Putting it all togeth­er, here’s what the conact task looks like:

gulp.task('concat', ['processhtml'], function() {
    // Try to read the replacementlist.txt file.
    try {
        var fileList = require('fs').readFileSync('replacementlist.txt', 'utf8');
        // remove the  replacementlist.txt because we're done with it
        del([
            'replacementlist.txt'
        ])
    } catch (e) {
        // If there was an error, it's probably  because the file wasn't there.
        console.error(e);
        // stop running this function
        return;
    }
    // we match a regex against the 'fileList' and map
    // the results back to an array called 'files'
    var files = fileList.match(/:.+/ig).map(function(matched) {
        // for each matched item (ie each line)
        // replace the ':'' with 'dev/'
        return matched.replace(/:/, 'dev/');
    });

    console.log("Files to be replaced:", files);

    return gulp.src(files)
        .pipe(concat('alerts.min.js'))
        .pipe(gulp.dest('./dist/'));
}); 

You’ll see I added a few extra things in here that I haven’t men­tioned so far. First, the first line (gulp.task('concat', ['processhtml'], function() {) includes an extra para­me­ter for the processhtml task.
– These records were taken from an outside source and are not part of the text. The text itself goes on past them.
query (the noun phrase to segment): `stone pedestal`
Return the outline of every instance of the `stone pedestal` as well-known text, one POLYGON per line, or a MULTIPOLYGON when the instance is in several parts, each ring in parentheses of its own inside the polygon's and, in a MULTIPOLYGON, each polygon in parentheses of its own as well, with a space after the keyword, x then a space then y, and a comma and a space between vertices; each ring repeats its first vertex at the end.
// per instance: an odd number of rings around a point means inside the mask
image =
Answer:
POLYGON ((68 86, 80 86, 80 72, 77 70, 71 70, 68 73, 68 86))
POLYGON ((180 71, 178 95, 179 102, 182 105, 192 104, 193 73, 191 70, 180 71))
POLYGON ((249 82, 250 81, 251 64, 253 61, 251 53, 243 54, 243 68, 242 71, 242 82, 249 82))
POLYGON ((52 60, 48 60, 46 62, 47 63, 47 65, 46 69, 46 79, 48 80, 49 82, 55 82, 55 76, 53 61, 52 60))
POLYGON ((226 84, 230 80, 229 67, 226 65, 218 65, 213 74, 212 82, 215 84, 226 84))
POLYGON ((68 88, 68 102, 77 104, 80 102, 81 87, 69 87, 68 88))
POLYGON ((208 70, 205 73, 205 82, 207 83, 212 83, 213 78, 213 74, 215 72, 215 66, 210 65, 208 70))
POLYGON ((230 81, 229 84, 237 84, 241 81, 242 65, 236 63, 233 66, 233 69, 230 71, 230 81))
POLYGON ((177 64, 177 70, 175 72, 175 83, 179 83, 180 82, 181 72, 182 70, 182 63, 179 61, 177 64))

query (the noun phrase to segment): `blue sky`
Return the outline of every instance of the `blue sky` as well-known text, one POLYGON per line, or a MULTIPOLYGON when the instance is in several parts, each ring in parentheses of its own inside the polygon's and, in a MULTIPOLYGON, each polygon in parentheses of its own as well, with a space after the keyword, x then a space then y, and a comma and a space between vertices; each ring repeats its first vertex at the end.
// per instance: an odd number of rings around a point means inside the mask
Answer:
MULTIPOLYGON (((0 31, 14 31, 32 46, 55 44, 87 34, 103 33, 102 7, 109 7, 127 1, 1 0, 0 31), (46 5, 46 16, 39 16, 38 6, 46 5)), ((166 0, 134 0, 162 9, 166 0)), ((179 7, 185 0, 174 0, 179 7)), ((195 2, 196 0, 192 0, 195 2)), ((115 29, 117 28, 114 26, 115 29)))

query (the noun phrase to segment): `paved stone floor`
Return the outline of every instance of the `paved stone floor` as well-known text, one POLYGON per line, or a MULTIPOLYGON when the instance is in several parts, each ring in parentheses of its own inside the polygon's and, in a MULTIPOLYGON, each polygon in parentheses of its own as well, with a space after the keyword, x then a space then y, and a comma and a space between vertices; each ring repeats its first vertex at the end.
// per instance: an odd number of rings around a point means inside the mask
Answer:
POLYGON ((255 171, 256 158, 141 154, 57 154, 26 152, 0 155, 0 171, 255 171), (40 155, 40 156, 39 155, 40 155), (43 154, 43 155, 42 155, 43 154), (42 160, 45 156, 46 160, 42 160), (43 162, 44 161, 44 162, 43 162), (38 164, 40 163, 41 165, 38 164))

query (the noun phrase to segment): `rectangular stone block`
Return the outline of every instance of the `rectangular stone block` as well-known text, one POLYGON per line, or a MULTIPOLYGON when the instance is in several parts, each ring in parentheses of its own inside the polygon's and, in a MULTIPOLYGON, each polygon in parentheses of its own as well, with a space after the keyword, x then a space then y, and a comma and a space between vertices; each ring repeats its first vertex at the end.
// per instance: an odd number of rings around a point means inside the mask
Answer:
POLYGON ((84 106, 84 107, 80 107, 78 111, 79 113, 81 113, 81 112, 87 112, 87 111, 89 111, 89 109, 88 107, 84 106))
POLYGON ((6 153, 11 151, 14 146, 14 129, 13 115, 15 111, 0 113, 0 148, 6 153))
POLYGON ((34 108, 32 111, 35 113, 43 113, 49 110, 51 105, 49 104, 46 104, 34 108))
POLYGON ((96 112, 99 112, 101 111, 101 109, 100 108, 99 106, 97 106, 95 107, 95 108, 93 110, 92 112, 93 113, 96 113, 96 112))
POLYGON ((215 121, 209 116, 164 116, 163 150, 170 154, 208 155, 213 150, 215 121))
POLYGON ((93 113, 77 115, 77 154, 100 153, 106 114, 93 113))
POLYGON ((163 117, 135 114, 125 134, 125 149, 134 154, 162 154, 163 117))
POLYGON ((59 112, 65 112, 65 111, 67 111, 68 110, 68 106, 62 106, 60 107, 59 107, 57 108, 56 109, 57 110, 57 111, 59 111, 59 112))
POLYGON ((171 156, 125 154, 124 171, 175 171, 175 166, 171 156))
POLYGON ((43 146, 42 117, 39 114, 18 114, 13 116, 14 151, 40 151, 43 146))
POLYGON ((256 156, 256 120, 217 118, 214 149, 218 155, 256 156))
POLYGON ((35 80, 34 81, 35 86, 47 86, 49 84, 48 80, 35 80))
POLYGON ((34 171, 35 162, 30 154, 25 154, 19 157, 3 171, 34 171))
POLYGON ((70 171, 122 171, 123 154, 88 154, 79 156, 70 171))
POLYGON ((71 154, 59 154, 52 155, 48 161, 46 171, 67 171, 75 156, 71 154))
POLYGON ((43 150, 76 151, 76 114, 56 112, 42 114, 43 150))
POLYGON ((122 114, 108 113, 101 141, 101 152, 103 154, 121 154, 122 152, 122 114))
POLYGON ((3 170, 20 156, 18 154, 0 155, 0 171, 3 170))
This is a way of telling Gulp that the con­cat task is depen­dent on the processhtml task to have been run.

I also includ­ed anoth­er del state­ment in there to get rid of the replacementlist.txt file we used to tem­porar­i­ly store the list of files we want­ed to con­cate­nate. You’re an adult, after all, and you’re clean­ing up after your­self is important.

To wrap all of this up in a bow, let’s make the default Gulp task run these tasks in order.

gulp.task('default', ['processhtml','concat']); 

With this line in your gulpfile.js, you can sim­ply type in gulp at the com­mand line at the root of your project and it will do all these tasks for you.

So where do you go from here? Obvi­ous­ly this is not a com­plete project. I’m sim­ply try­ing to iso­late the cre­ation of a sin­gle task.

Where to go from here.

You would also want to actu­al­ly mini­fy the con­tents of your JavaScript file that you con­cate­nat­ed in your dis­tri­b­u­tion fold­er. Also, for just sim­ple devel­op­ment ease of use, you’d prob­a­bly want to set up a serv­er to serve the files in your devel­op­ment fold­er as you work on them. Then, you’d prob­a­bly want to set up a watch task to mon­i­tor files in your devel­op­ment fold­er to trig­ger a live reload of your brows­er win­dow as you work on most of the files.